Les Grecs ont été confrontés à un problème en partie similaire lors des Guerres Médiques qui ont opposé la Grèce à la Perse dans les années 490-479 av. J.-C. En 480, les Perses s’emparent d’Athènes, incendiant la ville et ses splendides sanctuaires. On pourrait évidemment objecter que ce saccage constituait une mesure de rétorsion pour l’incendie des temples de Sardes, en Asie Mineure, lors du passage des Athéniens et des Érétriens en 498. Quoi qu’on puisse en penser, les Athéniens ont peu apprécié que les Perses anéantissent leurs plus beaux monuments en 480. Une année plus tard, les guerres médiques sont sur le point de se conclure par une victoire terrestre écrasante des troupes grecques sur les restes de l’armée perse. À cette occasion, les soldats grecs qui étaient sur le point d’engager le combat à Platées, en Béotie, auraient prêté un serment dont les paroles nous ont été rapportées par Lycurgue, un orateur athénien du IVe siècle :

« Je ne placerai pas ma vie au-dessus de la liberté, et je ne ferai pas défaut à mes chefs, qu’ils soient vivants ou morts, mais j’accorderai les honneurs funèbres à tous les alliés tombés au combat. Une fois que je l’aurai emporté à la guerre sur les barbares, je ne saccagerai aucune des cités qui se sont engagées à combattre pour le salut de la Grèce ; quant à celles qui ont pris le parti de la puissance barbare, je leur infligerai à toutes le paiement d’un tribut.
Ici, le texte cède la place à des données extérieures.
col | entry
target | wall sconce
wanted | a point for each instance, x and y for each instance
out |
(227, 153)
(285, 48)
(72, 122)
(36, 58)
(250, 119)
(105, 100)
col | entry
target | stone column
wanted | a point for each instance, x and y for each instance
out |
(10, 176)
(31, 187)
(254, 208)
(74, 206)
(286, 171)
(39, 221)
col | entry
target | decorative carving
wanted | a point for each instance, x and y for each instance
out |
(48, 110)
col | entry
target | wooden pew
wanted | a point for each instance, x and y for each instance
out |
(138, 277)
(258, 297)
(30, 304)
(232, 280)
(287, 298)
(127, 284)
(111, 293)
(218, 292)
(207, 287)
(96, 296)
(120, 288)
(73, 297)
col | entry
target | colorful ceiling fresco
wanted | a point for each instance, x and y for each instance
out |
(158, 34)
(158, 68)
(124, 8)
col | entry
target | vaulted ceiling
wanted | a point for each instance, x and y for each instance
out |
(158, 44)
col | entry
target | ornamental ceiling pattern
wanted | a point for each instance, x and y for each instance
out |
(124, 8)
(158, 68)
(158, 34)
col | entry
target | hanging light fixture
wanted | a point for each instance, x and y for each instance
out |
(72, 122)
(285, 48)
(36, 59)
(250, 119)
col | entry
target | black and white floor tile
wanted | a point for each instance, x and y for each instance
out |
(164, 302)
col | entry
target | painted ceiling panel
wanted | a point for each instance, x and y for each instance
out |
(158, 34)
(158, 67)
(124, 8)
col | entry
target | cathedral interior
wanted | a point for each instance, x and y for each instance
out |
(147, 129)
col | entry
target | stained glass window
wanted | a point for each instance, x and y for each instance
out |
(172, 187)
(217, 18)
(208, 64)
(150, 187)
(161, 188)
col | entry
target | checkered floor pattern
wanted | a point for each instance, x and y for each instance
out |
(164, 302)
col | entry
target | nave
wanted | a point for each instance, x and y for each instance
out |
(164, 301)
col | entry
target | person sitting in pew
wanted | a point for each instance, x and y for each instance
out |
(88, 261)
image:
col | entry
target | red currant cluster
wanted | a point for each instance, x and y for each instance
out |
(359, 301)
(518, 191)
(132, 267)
Et les sanctuaires qui ont été incendiés et démolis par les barbares, je n’en reconstruirai absolument aucun, mais je ferai en sorte de laisser pour nos descendants une trace de l’impiété commise par les barbares. »

[voir Lycurgue, Contre Léocrate 81]

Lorsque les Grecs ont envisagé la reconstruction de leurs sanctuaires, ils se sont donc refusés à les restaurer dans leur état original : il fallait que l’acte monstrueux accompli par les Perses reste visible, sous une forme ou une autre, pour les générations suivantes, afin d’éviter que cet acte ne tombe dans l’oubli.
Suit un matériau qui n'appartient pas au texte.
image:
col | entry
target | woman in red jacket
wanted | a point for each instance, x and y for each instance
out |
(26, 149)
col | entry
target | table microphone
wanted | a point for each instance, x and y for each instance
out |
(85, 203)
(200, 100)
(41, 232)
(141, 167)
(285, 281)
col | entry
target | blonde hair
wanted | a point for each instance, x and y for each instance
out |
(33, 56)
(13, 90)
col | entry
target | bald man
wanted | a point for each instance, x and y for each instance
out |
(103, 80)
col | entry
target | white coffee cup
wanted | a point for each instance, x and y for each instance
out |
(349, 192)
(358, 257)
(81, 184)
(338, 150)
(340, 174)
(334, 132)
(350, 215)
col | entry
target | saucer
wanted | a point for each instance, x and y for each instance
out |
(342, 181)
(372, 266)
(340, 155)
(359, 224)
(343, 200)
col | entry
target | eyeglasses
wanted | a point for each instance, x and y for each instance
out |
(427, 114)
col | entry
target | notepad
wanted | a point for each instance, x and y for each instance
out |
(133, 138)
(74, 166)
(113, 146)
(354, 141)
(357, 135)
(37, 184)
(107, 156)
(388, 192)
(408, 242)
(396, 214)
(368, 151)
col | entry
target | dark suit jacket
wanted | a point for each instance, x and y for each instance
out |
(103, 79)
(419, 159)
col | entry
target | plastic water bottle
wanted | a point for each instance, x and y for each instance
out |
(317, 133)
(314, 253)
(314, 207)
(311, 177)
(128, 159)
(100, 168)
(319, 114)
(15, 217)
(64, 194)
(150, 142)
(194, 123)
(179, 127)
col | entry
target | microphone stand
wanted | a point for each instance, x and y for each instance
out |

Lorsque l’on pourra songer à remonter les monuments de Palmyre, il faudra certes suivre la recommandation de Rolf Stucky et éviter de reconstruire dans la hâte pour créer un Disneyland importun. Mais le plus important sera de laisser une trace, pour que les événements de 2015 ne tombent jamais dans l’oubli.